Bunlar özeleştirilerde biraz dile getirildi. Ben kırk kat daha fazlasını söyleyebilirim. Bunlar iyi değil kötüdür. Ben herkesten çok daha yiğit ve güçlü olduğumu sanmıyorum. Bu işleri sıradan bir sorumluluk duygusuyla yürütüyorum. Arkadaşların sağlığı benimkinden daha iyidir, hepsi gençtir ve enerjileri daha fazladır. O zaman olan şey nedir? Başka tür yaşam isteyenleri ve baba ocağına dönme arzusu içinde bulunanları hemen gönderelim. Ama “Hem benim ünüm olacak, hem de partiyle oynayacağım ve parti ortamını bozacağım, bunun için de onay istiyorum” denilmemelidir. Bu böyle olamaz. Ateşle barut yanyana yeralsın, ama bir patlama meydana gelmesin istiyorsunuz. Bu kadar çocukluk yapılamaz. Yani burada birbirini reddeden anlayışlar ve uygulamalar vardır. İkisinden birini kabul etmek gerekir. Parti içinde yaşamanın yolları bu kadar açıktır. Kendisini biraz zorlayan, partinin gelişimini doğru kavrayacaktır. Herkes kendisini doğru tahlil etmelidir. Kongre gerçeğimiz üzerinde yaptığım yorumlar parti gündemine sunulmuştur. Herkes bunların üzerine düşünmeli ve tartışmalıdır. Bunları, arkadaşları kendi tecrübelerimden sonuna kadar yararlandırmak için yapıyorum. Bu olanağı kullanmaz, dar ve yüzeysel olarak değerlendirirseniz, sorumlusu siz olursunuz.

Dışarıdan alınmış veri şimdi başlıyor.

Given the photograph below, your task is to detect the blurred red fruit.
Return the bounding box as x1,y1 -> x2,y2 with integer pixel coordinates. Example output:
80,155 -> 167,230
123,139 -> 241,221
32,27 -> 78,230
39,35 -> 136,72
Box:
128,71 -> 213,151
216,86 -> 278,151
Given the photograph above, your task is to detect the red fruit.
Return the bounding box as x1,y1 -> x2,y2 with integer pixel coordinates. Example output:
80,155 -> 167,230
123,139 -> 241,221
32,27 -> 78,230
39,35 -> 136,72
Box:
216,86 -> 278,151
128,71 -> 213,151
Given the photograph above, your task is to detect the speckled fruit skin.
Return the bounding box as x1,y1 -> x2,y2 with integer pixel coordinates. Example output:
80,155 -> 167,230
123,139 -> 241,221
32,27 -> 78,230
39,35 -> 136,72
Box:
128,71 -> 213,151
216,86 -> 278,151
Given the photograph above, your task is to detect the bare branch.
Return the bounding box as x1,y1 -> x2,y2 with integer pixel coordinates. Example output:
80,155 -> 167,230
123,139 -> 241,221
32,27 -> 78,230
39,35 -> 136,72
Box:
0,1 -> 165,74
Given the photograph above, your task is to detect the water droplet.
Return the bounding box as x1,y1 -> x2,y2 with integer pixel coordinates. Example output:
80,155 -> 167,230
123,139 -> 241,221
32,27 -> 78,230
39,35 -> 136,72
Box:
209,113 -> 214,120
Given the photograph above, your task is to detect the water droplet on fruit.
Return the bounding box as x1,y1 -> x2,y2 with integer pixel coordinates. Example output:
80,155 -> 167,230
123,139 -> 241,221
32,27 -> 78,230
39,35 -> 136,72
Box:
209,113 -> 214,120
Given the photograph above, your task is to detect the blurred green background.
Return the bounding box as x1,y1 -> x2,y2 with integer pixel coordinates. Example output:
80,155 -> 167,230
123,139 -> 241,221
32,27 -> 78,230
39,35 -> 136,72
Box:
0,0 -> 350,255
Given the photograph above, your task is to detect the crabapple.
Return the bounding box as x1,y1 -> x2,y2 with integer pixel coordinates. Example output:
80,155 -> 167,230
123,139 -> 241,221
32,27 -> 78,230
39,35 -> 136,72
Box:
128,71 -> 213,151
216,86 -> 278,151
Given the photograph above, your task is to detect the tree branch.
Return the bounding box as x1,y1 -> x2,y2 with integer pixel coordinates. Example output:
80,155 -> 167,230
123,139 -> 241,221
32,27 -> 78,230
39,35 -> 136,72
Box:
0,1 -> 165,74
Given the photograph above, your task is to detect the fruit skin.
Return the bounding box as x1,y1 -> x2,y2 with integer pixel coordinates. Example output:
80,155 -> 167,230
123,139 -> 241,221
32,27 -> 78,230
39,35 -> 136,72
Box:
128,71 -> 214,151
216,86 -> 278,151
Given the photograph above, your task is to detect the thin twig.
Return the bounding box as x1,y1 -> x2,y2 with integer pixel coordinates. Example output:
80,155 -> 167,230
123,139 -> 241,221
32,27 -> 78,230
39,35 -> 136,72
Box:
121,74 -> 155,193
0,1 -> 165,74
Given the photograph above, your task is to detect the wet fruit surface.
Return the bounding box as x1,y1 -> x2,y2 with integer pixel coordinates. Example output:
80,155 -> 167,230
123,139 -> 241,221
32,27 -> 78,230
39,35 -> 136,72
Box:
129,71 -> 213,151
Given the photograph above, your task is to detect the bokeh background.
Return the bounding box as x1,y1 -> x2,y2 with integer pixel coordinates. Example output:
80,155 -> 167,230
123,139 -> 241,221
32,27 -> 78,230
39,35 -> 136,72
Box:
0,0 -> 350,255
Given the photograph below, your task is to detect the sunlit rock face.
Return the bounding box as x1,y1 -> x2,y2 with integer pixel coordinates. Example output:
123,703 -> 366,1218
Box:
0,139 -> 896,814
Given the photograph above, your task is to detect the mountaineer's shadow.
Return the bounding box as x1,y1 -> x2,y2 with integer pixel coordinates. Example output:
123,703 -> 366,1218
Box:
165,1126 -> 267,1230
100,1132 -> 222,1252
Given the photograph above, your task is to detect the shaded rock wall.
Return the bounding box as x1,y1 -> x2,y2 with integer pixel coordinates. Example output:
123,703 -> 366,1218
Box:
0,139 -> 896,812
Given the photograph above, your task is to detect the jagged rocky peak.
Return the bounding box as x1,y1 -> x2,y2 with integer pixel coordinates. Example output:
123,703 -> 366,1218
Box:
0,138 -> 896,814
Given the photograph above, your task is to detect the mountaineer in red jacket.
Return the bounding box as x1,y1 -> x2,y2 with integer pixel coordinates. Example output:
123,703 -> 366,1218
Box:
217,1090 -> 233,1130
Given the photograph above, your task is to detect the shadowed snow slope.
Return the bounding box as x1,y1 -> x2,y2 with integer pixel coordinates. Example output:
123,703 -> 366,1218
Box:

Bu değerlendirmeleri ilerletecek çok şey vardır. Birçok noktaya dikkat çekilmiştir. Parti gerçeklerimiz kapsamlı bir biçimde ele alınmış ve çözümlenmiştir. Çeşitli anlayışlar olaylarla netleştirilmeye çalışılmıştır. Tercihini doğru yapmak, gerçek bir parti militanı ve savaşçısı olmak isteyenler için durumlar nettir. Partiye bağlı olanlar netliği yaşayacaktır. Partiye bağlı olmayanlar ise haddini bilmek zorundadır. Biz hiçbir arkadaşımıza geri, düşkün, basit ve hafif kalma olanağı vermeyeceğiz. Bunu sadece parti için değil, o kişi için de kabul etmeyeceğiz.“Sen böyle olamazsın, böyle olursan her türlü yöntemle üzerine yürüyeceğiz ve seni bu durumdan kurtaracağız” diyeceğiz. Biz dışımızdaki bozgunculara ve devrime karşı suç işleyenlere karşı şu sloganla ortaya çıkmıştık: Hiç kimse bizden köleliğe özgürlük isteminde bulunmamalıdır. Bunu şimdi kendi yapımız için de söylüyoruz. Hiçbir arkadaşımız düşkünlüğe, ortayolculuğa ve her türlü eski toplumsal özelliğe özgürlük istememelidir. Böyle bir özgürlüğün sadece parti için değil, o kişi için de zararlı olduğunu bilerek, böyle bir özgürlüğe geçit vermeyeceğiz. Böyle bir özgürlüğü tanımak demek, sınıf olarak burjuvaziye özgürlük tanımak demektir. Bu, feodalizme özgürlük tanımak demektir; bu, sömürgeciliğe özgürlük tanımak demektir; bu, kapıyı sonuna kadar liberalizme açmak demektir.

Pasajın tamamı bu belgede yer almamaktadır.